On Friday, Recode posted New York University journalism professor Jay Rosen’s hourlong interview with Twitter CEO Jack Dorsey, which served as a retrospective on the social media executive’s recent media tour and testimony before the House Energy and Commerce Committee about allegations of bias against conservatives on the platform.
Dorsey spent much of the interview discussing Twitter’s strained relationship with conservative users, who have been misleadingly accusing the platform of shadow banning and removing accounts to suppress their viewpoints.
“I think it’s more and more important to at least clarify what our own bias leans towards, and just express it,” he said in explaining why he publicly admitted to CNN’s Brian Stelter that Twitter’s employees tend to be left-leaning. “I’d rather know what someone biases to rather than try to interpret through their actions.”
This bias manifests itself, Dorsey claims, in Twitter’s internal workplace culture. “We have a lot of conservative-leaning folks in the company as well, and to be honest, they don’t feel safe to express their opinions at the company,” he said. The CEO encouraged his conservative employees to speak their minds, but acknowledged that it may take some “courage” to do so given the company’s generally liberal tenor. Dorsey has of late been trying to reach out to more conservatives who have become distrustful of the platform. Last month, during his media tour, he called in to Sean Hannity’s radio show to explain how Twitter handles content moderation.
However, Dorsey stopped short of professing that the company’s internal political leanings influence the platform’s enforcement actions.
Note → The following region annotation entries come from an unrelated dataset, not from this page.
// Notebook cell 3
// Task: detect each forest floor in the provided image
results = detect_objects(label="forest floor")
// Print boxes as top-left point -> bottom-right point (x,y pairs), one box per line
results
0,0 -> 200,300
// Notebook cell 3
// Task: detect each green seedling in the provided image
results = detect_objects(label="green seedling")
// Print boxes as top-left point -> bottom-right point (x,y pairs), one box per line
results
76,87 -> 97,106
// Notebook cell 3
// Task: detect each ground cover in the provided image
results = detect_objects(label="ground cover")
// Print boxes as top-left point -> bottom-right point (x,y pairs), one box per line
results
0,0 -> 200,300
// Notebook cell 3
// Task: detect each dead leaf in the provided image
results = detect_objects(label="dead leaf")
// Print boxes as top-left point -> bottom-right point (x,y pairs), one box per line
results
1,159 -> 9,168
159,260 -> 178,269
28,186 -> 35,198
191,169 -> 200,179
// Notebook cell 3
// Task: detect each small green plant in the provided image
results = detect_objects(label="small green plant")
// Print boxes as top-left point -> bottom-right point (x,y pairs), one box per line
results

In fact, he seems to believe that explicitly stating that Twitter employees tend to be liberal helps them to act more impartially. “I think it allows us to remove that a little bit more from the work,” Dorsey said. Both Dorsey and other Twitter spokespersons have repeatedly asserted that political ideology in no way influences the company’s decisions.
While Dorsey appears to be striving for more intellectual honesty and transparency in his role as the public face of Twitter, his comments may fuel largely baseless claims of biased censorship on the platform among conservatives who conflate the company’s internal politics with its approach to content moderation. For example, the pro-Trump blog True Pundit has interpreted the interview as suggesting that Twitter is silencing conservatives.
Later in the interview, Dorsey backed away from the idea that Twitter is a neutral public utility, instead likening the site to a public park. He likened the platform’s enforcement actions to that of a police officer who warns a park goer not to shout insults at someone using a megaphone. As Dorsey put it:
So that action right there was not neutrality, it was being impartial to the conduct and with an eye towards more of the collective, with an eye towards like, “We need to make Washington Square Park something that people actually want to be at and recognize that there’s going to be people who choose unhealthy behaviors and we’re going to at least demonstrate what is not healthy and what could be healthier.”
Conservative lawmakers and pundits have also targeted Google, its subsidiary YouTube, and Facebook with accusations of liberal bias. These companies have all ardently denied that any sort of politically-motivated censorship takes place on their platform, and their executives have not gone as far as Dorsey in admitting to fostering a largely-liberal culture in their workplaces.